Things you should never do, even if you are a $FAMOUS_COMPANY using $HYPED_TECHNOLOGY

I like to joke that 90% of my job is just telling developers “No you can’t rewrite that.” Joel Spolsky explains why, and why why you’re not reading this in a Netscape browser, in his seminal article Things You Should Never Do, Part I

When you throw away code and start from scratch, you are throwing away all that knowledge. All those collected bug fixes. Years of programming work.

You are throwing away your market leadership. You are giving a gift of two or three years to your competitors, and believe me, that is a long time in software years.

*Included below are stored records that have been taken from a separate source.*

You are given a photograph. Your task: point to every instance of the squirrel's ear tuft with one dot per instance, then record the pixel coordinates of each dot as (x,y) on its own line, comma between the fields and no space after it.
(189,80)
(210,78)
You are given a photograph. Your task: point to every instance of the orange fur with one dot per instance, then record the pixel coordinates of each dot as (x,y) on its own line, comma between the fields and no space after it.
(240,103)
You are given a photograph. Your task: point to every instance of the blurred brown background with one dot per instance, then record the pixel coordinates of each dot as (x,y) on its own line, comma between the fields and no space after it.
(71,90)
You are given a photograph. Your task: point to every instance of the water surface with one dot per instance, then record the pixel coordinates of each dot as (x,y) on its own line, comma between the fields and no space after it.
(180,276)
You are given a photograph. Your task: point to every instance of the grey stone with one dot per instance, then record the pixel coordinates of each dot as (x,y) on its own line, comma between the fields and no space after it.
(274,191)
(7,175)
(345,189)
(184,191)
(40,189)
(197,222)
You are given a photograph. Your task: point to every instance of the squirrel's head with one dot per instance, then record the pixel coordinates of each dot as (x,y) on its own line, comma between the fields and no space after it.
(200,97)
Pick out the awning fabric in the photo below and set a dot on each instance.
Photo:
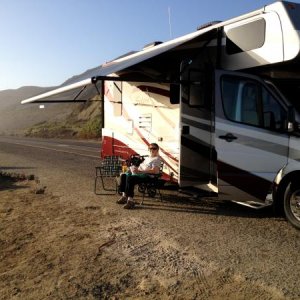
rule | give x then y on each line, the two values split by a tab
116	66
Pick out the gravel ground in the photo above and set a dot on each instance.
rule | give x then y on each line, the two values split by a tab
68	243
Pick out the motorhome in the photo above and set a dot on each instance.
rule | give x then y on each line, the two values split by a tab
222	103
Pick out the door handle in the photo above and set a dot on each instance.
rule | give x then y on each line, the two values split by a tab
229	137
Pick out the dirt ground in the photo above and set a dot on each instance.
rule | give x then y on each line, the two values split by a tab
53	250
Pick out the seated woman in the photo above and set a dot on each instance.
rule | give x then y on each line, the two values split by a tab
137	175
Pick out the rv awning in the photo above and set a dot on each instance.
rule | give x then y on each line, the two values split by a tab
135	63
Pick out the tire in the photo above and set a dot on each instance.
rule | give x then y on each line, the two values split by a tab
291	204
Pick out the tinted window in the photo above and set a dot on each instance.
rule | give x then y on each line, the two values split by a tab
246	37
248	102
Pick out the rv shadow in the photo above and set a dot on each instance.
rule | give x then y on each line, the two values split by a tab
205	205
8	181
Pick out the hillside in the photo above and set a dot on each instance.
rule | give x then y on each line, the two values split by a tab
81	120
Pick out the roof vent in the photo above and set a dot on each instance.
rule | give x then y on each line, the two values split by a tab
150	45
205	25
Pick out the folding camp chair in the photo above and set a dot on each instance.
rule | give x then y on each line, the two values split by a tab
109	169
152	185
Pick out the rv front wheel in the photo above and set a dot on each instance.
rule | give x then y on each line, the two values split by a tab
292	204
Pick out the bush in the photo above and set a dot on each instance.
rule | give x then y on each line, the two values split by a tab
91	129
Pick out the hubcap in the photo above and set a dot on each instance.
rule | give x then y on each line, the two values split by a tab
295	204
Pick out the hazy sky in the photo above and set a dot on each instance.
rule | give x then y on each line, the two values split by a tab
44	42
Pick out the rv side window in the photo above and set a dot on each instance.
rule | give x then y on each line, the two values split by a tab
246	37
248	102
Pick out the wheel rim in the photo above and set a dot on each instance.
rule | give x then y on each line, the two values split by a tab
295	204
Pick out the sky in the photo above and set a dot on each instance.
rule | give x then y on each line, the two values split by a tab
45	42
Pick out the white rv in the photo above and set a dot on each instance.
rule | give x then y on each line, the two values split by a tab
222	102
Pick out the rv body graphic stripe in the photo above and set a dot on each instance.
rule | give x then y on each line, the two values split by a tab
196	124
252	142
250	132
196	145
154	90
243	180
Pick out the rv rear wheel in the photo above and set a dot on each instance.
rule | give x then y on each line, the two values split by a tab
292	204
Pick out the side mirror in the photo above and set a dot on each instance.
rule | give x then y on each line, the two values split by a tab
174	93
290	120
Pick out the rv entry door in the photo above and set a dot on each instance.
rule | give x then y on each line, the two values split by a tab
197	158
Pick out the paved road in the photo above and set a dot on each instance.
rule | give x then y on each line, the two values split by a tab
253	247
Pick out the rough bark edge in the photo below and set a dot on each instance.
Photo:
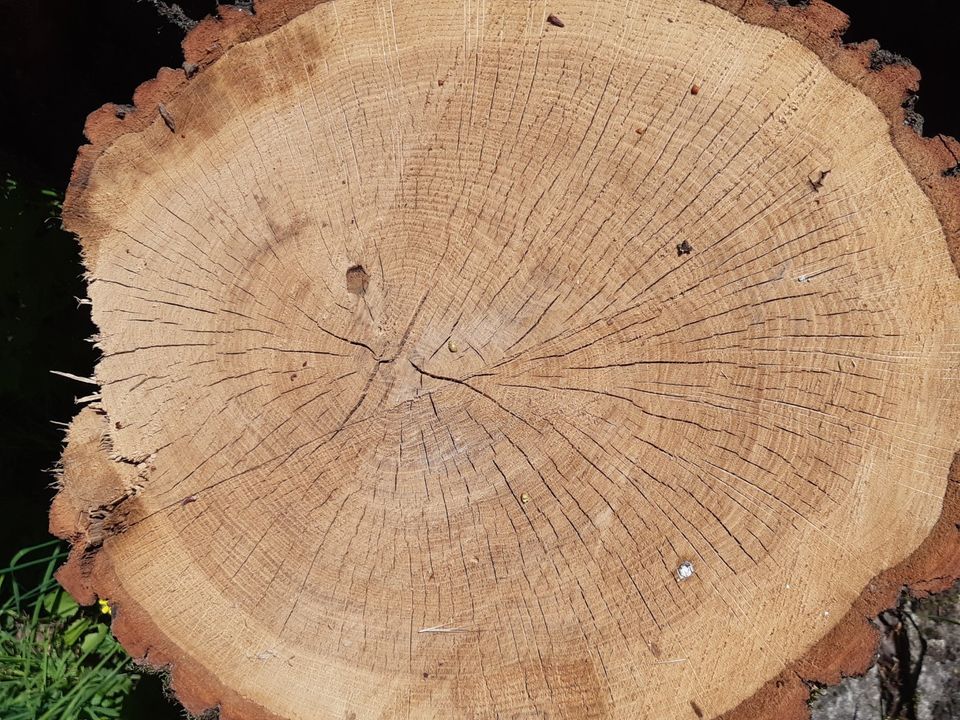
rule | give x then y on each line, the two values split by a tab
848	649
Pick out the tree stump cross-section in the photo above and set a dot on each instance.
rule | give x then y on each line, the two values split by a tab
511	360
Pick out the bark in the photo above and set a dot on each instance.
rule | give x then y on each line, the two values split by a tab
501	361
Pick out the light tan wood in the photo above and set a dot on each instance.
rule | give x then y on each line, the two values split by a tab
437	338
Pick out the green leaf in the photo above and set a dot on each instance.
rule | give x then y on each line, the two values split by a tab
77	628
92	641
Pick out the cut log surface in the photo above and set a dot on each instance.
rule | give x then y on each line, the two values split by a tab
510	360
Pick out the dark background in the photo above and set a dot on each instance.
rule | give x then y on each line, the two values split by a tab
61	59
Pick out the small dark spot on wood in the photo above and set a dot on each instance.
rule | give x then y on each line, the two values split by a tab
880	58
357	280
911	118
167	118
818	182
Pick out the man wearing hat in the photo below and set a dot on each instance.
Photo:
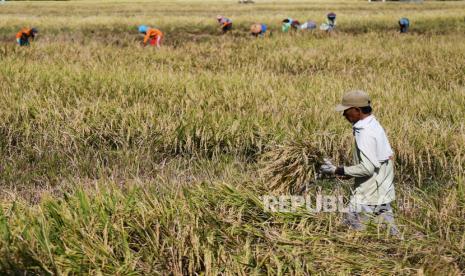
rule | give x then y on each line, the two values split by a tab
373	169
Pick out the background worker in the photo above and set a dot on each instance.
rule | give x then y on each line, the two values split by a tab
226	23
152	36
373	171
330	24
23	36
404	23
258	30
290	23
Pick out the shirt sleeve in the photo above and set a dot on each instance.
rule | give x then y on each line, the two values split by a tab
147	37
364	169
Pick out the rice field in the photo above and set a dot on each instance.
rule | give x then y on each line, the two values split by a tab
123	160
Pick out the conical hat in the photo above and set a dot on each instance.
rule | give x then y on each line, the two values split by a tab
256	28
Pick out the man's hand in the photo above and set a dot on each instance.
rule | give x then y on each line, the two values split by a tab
328	168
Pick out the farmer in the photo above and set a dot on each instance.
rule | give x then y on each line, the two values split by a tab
290	23
23	36
404	23
152	36
226	23
258	30
309	25
330	22
373	169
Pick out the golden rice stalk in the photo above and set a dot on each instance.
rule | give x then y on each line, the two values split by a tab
291	167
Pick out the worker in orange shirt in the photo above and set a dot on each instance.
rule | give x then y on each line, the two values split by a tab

You are putting yourself in an extremely dangerous position where you will be shipping an old version of the code for several years, completely unable to make any strategic changes or react to new features that the market demands, because you don’t have shippable code. You might as well just close for business for the duration.

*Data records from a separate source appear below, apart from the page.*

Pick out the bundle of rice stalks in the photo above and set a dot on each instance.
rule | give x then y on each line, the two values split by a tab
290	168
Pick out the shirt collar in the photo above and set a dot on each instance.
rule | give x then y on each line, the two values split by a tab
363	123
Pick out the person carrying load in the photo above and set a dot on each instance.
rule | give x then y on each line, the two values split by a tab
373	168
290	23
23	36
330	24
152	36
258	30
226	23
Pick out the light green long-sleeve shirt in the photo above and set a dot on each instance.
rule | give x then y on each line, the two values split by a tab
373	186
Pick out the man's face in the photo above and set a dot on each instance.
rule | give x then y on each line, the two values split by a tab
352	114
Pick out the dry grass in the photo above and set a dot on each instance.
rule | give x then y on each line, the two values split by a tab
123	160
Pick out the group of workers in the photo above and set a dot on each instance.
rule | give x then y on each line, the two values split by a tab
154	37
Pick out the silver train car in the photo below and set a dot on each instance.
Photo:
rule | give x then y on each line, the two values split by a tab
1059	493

You are wasting an outlandish amount of money writing code that already exists.

Which is why this parody template of a press release had me in stitches – Why we at $FAMOUS_COMPANY Switched to $HYPED_TECHNOLOGY

When $FAMOUS_COMPANY launched in 2010, it ran on a single server in $TECHBRO_FOUNDER’s garage…Our existing technology stack has served us well for all these years, but as we seek to grow further it’s clear that a complete rewrite of our application is something which will somehow prevent us from losing two billion dollars a year on customer acquisition.

…the $FAMOUS_COMPANY backend has historically been developed in $UNREMARKABLE_LANGUAGE and architected on top of $PRACTICAL_OPEN_SOURCE_FRAMEWORK. To suit our unique needs, we designed and open-sourced $AN_ENGINEER_TOOK_A_MYTHOLOGY_CLASS, a highly-available, just-in-time compiler for $UNREMARKABLE_LANGUAGE.

Read the whole thing, as they say.

Legacy == Proven. It’s as true today as it was when Netscape was on top and threw it all away.